Lo que desearía haber sabido sobre el matrimonio antes de casarme

wish-i-knew-Marriage

deseo-saber-matrimonio
Cortesía de Elaine Roth

Este fin de semana se acerca mi duodécimo aniversario de bodas. Doce años de casado, pero solo vivió nueve de ellos. Vivió para nueve de ellos y murió meses antes de nuestro décimo aniversario. Murió y, a los ojos de la ley que nos unía, mi matrimonio cesó.

Con el aniversario acercándose, el dolor y la nostalgia me hacen mirar a través de nuestro álbum de bodas y buscar en las cajas que había apilado en el armario. No estoy seguro de por qué. No necesito ayuda para recordar. De hecho, a veces siento que recuerdo demasiado vívidamente y demasiado. Y, sin embargo, me gusta.

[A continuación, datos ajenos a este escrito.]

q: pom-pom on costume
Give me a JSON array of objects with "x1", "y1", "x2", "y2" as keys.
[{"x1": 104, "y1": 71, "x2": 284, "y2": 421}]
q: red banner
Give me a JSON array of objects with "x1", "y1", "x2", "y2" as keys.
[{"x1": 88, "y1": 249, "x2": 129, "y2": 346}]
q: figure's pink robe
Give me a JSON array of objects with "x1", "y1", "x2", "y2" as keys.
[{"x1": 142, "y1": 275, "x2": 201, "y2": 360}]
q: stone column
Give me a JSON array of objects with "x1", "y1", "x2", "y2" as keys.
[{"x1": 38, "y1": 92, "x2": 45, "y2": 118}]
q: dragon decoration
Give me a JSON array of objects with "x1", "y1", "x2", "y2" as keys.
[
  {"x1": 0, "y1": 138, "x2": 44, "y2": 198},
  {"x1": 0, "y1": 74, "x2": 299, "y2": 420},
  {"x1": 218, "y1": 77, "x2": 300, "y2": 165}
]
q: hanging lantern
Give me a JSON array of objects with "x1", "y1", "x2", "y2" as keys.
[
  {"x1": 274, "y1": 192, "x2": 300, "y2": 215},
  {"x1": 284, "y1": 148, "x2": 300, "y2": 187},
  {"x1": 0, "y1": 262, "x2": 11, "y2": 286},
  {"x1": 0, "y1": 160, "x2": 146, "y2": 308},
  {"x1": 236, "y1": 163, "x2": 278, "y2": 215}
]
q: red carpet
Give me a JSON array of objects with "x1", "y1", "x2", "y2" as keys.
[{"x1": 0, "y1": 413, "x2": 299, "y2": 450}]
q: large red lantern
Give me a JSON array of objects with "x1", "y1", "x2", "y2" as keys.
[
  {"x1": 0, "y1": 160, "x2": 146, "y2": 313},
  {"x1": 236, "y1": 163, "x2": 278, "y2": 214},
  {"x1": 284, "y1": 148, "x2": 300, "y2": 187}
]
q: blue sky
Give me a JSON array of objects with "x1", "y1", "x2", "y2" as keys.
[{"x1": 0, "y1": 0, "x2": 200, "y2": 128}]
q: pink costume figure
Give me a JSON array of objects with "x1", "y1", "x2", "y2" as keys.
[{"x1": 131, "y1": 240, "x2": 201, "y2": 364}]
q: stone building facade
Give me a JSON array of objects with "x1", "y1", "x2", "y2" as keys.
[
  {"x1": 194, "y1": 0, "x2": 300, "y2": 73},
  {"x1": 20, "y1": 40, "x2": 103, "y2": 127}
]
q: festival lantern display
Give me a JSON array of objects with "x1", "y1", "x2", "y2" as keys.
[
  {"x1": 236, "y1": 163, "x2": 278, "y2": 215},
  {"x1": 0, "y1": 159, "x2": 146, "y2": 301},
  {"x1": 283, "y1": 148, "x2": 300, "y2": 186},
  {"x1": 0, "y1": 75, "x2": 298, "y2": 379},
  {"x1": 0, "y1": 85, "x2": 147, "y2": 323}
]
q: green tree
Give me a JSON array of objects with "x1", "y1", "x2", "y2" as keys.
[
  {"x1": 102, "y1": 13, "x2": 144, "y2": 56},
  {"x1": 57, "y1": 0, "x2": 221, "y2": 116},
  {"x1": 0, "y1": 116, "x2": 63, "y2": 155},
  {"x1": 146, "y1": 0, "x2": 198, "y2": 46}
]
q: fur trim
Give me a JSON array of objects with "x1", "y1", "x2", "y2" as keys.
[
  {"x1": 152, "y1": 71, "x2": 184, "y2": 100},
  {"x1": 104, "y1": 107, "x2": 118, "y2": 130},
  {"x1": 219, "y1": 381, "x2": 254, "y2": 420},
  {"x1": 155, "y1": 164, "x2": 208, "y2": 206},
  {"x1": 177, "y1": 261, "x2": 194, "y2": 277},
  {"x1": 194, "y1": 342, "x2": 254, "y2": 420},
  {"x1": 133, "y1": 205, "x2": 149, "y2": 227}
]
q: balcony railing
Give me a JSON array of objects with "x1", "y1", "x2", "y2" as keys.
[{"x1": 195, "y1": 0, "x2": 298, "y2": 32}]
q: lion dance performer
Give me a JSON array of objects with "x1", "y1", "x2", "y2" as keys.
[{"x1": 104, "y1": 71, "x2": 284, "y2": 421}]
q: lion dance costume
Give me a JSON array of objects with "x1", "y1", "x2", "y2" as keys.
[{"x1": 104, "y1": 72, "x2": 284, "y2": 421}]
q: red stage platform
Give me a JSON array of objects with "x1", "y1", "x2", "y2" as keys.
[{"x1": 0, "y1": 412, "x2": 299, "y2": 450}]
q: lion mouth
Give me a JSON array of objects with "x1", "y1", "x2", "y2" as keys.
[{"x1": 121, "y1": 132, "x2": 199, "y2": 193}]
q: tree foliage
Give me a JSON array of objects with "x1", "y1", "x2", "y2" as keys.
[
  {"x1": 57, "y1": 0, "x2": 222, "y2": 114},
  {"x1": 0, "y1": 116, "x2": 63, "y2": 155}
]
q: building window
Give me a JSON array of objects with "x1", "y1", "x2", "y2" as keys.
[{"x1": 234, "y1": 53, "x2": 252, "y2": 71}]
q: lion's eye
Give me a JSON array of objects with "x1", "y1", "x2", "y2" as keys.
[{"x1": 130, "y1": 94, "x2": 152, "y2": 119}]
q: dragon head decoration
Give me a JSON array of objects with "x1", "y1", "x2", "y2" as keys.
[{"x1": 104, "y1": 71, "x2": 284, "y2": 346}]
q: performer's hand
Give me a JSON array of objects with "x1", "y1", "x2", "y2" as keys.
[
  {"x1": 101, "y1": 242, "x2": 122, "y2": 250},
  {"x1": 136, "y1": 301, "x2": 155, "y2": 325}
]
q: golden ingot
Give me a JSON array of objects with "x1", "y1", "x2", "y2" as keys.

Mi hallazgo más reciente es una caja llena de cartas que pertenecen a un juego que jugué en mi fiesta de bodas. Cada invitado llenó un pedazo de papel de pergamino del tamaño de una tarjeta y me dijo su mejor consejo matrimonial. Las tarjetas leen desde el cliché, «no te vayas a la cama enojado» hasta el digno de una sonrisa «siempre recuérdale que una esposa feliz significa una vida feliz». (A mi difunto esposo le gustó ese consejo, y está bien, lo admito, yo también lo apoyé). Pero ninguno de esos consejos reflejaba realmente lo que realmente desearía haber sabido sobre el matrimonio.

Pensé que el matrimonio era fácil, una extensión de la convivencia con mucha jerga legal que lo hacía oficial. Pensé que el matrimonio consistía en declarar impuestos juntos y discutir sobre a quién le tocaba sacar la basura. No lo sabía.

Lo que desearía haber sabido sobre el matrimonio antes de casarmeCortesía de Elaine Roth

Ojalá alguien me hubiera dicho que no es fácil. Ojalá alguien me hubiera dicho que tejer cada parte de tu vida con otra persona es difícil. Que es un estudio diario de paciencia y compromiso y control de su propio ego. Y, sin embargo, me gustaría que alguien me dijera que también es sin esfuerzo, tan fácil como respirar, tan fácil como simplemente amar a la persona que está a tu lado. Ojalá hubiera sabido que ambas cosas pueden ser verdad, y la tensión entre la falta de esfuerzo y el esfuerzo es el corazón del matrimonio.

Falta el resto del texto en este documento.